Dashboards become wallpaper. Requested enthusiastically, ignored after launch. Metrics displayed because they exist, not because anyone uses them. You've seen it happen. The question is: what does a dashboard that people actually look at every day look like?
The Problem with Most Dashboards
The typical dashboard project starts with enthusiasm. Someone requests "a dashboard to see everything." Requirements get gathered. Every department adds their metrics. The result is a screen crammed with numbers, charts, and widgets. It launches to fanfare, gets looked at for a week, then becomes expensive wallpaper.
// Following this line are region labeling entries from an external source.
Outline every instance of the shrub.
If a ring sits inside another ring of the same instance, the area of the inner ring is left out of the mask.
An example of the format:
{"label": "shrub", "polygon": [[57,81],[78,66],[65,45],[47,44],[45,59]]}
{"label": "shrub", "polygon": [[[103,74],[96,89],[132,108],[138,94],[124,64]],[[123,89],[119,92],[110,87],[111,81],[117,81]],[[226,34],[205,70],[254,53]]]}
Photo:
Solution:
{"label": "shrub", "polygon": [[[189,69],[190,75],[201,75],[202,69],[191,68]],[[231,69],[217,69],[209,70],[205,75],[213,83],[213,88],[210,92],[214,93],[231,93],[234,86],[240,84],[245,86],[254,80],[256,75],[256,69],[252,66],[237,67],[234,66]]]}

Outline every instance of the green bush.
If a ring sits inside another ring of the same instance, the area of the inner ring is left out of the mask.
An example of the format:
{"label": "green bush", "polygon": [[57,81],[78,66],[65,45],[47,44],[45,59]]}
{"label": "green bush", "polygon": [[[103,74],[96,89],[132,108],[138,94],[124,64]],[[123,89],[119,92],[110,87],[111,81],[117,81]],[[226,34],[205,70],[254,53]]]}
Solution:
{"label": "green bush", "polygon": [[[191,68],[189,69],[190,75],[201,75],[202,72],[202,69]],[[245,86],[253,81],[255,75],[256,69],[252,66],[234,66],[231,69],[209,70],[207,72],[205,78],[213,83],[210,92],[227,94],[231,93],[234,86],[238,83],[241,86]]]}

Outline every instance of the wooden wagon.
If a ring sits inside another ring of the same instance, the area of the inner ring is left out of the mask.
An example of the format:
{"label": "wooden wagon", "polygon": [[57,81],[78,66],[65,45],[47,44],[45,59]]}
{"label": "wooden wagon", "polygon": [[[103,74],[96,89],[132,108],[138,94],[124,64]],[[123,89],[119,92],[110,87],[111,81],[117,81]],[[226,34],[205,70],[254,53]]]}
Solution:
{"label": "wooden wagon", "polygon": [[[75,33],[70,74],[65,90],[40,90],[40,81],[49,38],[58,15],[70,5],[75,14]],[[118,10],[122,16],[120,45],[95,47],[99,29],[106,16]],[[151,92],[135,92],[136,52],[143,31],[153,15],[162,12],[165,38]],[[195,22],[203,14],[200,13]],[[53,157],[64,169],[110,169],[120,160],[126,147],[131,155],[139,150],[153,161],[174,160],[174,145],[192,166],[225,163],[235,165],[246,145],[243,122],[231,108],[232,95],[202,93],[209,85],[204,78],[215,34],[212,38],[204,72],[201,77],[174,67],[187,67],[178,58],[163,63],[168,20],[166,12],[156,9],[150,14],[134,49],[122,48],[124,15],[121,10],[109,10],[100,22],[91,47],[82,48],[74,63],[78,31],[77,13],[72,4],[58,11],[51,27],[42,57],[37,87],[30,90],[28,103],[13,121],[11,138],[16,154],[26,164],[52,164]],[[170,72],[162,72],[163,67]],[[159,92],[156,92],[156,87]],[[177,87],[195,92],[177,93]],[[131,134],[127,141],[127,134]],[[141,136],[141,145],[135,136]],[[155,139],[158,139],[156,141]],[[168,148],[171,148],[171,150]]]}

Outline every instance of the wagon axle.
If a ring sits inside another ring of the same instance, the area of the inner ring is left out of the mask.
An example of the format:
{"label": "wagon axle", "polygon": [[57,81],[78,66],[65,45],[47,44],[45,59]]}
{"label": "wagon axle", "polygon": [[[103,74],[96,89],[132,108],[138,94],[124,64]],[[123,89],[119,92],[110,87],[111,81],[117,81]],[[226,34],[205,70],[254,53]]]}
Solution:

This pattern repeats because dashboards are built backwards. Teams start with "what data do we have?" instead of "what decisions do we need to make?" They measure what's easy to measure, not what matters. They build for "the business" instead of specific people with specific questions. The same thinking that leads to effective data visualisation applies here: start with what you need to understand, not what data you have available.
The core problem: Most dashboards are data displays, not decision tools. They show metrics without context, numbers without meaning, information without insight. The dashboard becomes a reporting obligation, not a working tool.
The failure modes are predictable. Too many metrics competing for attention. Charts that require study to interpret. Numbers without comparison or context. Metrics chosen because they were available, not because they drive action. The dashboard tries to be everything to everyone and ends up useful to no one.
How We Approach Dashboard Design
We start every dashboard project with one question: What decision does this help someone make?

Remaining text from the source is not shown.